Early last year, I found myself sitting around a table of women comparing battle stories. We often end up here, strung out after a long week (or increasingly a long decade), recounting like war journalists our recent medical histories. The conflict in question—our own reproductive systems—is as unresolved as any we see or hear about happening out in the wider world today.
Each one of us at one point in our lives has taken oral contraceptives, and for a range of reasons: including dysmenorrhoea, an irregular menstrual cycle, to assist with potential PCOS symptoms, or in my case as part of my hormone replacement therapy as a trans woman (an affair that heavily relies on hormonal medication produced for other purposes). We often ask each other why this isn’t easier.
When I returned home that night, I started to research the history of oral contraception and contextualise what easier might mean in the worlds of drug research and diagnosis. Almost immediately, I stumbled across the first comprehensive study1 ever published about the mental quality of life of patients on birth control, a drug that has existed and been prescribed for over 50 years. It had been published the previous week.
The knowledge contained in the report—that hormonal contraceptives can have a significant impact on the wellbeing of those taking them—is not new, but it has largely fallen on deaf ears for decades. For the population that seeks access to hormonal contraception, side effects are not simply seen as routine, but are routinely overlooked and undervalued by parents, teachers, doctors, friends and partners. Despite many of these side effects being seen as commonplace, little has been done to look into either how common they are or how they are caused.
Despite the existence of other more effective methods of contraception and long-acting reversible contraception being recommended by international health groups, to this day the oral pill remains the most popular form of birth control for doctors and their patients in Australia2 and America3 This is often in spite of the lack of clear information about the very real risks of unplanned pregnancy and adverse health effects.

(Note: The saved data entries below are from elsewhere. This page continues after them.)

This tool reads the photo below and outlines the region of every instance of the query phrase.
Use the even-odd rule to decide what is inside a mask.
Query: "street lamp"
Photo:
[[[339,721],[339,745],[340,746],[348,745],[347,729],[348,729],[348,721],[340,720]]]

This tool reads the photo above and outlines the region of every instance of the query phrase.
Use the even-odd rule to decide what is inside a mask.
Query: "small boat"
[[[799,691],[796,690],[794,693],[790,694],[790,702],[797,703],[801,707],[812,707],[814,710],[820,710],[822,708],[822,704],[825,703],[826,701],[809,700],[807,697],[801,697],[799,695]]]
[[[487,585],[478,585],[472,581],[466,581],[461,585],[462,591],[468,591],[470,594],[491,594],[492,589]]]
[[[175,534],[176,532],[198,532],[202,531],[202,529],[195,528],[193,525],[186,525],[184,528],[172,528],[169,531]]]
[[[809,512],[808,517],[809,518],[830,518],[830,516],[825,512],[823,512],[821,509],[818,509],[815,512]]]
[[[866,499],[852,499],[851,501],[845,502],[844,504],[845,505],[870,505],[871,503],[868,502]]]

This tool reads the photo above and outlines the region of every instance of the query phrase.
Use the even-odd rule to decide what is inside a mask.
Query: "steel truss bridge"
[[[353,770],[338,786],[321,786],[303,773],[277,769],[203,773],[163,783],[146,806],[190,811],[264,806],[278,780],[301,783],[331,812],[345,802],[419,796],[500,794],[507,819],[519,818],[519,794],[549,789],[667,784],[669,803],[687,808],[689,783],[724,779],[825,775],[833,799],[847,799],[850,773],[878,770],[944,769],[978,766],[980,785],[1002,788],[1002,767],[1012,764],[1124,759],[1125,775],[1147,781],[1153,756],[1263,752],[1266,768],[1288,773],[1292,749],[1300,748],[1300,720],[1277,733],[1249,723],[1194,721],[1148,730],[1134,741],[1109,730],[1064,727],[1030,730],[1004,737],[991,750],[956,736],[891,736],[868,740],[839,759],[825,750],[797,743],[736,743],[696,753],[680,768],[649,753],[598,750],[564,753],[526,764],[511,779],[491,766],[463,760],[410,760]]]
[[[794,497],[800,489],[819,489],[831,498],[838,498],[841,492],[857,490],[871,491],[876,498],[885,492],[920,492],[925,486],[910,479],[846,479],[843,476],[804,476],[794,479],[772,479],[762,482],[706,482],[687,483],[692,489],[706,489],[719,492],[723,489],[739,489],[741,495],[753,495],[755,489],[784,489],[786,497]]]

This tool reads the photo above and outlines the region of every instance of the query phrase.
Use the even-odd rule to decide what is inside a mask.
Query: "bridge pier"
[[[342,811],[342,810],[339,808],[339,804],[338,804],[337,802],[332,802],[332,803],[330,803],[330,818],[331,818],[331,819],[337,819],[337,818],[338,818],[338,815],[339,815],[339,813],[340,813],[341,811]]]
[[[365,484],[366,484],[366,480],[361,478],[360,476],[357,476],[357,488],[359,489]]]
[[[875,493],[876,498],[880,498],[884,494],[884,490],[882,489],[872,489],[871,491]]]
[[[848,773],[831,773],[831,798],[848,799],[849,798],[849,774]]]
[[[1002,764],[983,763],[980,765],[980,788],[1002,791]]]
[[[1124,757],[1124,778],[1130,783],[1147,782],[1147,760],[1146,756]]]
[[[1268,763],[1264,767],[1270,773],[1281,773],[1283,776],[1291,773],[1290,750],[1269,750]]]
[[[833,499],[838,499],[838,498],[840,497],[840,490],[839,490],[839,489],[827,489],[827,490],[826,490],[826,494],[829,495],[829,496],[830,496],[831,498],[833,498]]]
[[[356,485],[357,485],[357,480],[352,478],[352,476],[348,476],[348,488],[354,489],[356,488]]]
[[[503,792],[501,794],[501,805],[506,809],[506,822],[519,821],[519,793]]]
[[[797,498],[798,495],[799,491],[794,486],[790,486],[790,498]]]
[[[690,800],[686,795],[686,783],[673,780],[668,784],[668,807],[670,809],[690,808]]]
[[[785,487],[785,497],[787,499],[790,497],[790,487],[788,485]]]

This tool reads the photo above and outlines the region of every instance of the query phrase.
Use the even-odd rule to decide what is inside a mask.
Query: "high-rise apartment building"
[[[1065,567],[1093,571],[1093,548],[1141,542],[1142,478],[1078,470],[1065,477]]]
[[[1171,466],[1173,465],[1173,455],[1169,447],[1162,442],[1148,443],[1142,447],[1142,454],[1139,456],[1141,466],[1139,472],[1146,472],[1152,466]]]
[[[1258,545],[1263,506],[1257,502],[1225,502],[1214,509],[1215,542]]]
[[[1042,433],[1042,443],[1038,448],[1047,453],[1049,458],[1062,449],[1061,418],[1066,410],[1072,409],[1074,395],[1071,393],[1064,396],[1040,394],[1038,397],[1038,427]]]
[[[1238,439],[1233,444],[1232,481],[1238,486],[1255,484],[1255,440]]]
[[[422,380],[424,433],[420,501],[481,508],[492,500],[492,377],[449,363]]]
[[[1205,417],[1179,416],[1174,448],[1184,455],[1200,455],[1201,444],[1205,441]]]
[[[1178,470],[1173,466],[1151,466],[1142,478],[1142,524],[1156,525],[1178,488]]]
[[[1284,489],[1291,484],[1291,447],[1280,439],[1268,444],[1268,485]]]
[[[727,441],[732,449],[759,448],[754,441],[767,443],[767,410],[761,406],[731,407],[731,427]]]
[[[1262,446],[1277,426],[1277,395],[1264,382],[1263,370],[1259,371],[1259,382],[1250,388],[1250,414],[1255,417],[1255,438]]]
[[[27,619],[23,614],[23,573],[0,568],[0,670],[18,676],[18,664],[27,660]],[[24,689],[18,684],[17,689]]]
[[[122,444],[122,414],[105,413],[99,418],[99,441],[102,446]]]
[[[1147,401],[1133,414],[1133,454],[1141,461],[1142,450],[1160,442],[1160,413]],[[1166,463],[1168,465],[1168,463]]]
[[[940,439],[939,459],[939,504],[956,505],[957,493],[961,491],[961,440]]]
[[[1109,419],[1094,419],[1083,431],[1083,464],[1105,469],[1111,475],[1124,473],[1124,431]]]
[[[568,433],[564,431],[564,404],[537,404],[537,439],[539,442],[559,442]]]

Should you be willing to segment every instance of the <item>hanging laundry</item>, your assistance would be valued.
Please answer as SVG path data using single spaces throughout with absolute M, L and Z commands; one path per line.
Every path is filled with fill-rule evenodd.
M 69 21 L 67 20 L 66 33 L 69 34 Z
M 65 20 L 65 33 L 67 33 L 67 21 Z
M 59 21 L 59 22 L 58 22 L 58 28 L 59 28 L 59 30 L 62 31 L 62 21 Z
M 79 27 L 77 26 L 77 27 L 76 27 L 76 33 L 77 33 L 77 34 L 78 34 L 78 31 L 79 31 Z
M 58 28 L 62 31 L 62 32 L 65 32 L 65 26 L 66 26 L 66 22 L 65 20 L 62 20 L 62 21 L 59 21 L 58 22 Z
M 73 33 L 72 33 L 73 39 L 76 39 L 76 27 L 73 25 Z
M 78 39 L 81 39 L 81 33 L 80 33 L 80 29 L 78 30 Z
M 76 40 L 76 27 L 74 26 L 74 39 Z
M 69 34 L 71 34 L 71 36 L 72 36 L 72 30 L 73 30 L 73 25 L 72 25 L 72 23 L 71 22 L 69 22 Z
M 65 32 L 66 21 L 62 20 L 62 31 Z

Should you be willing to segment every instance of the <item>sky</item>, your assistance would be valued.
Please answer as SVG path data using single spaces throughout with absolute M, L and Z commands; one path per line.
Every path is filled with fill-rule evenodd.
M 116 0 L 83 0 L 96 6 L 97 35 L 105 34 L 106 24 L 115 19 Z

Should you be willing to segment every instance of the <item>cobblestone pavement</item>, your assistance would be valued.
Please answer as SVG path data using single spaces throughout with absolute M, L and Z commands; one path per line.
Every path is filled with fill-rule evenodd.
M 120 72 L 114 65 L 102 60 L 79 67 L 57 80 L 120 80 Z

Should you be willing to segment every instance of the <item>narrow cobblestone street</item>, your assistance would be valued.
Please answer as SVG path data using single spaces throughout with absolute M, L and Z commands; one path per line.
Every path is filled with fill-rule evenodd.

Oral contraceptives primarily undergo trials on their effectiveness at preventing conception, which—while of obvious importance—indicates the lack of study required before a drug can be deemed ‘safe’ and not simply ‘effective’. As I recall the countless stories I’ve heard of how these pills have caused affliction and disrupted lives, I can’t help but see an incongruity in contraception being presented as an unshackling of all womankind.
Very little remains known as fact, and it seems fair to argue that the ‘least worst’ option hardly achieves any suitable yardstick of liberation. Every month I weigh up the positive and negative outcomes of my own current concoction of hormonal medication, each slight adjustment bringing a new range of benefits and symptoms. Even the most supportive doctors struggle in the face of insufficient research, and we are simply left to bluster our way around a system with only a modicum more sympathy than it has answers, our bodies directly bearing the brunt of this deficit of knowledge.
What some see as the most important invention of the twentieth century,4 the oral contraceptive has shifted the paradigm of how we make reproductive choices as a society—and in the process has become so pivotal it’s known simply as ‘the pill’. Often cited as an equaliser, a tool of empowerment, or the means of sexual and societal revolution, the world we live in is undeniably different as a result of these medications. Nonetheless, we must ask ourselves whether oral contraceptives truly represent equality. Choice exists only when the options provided to us are able to be fully understood—both their benefits to us, and their risks.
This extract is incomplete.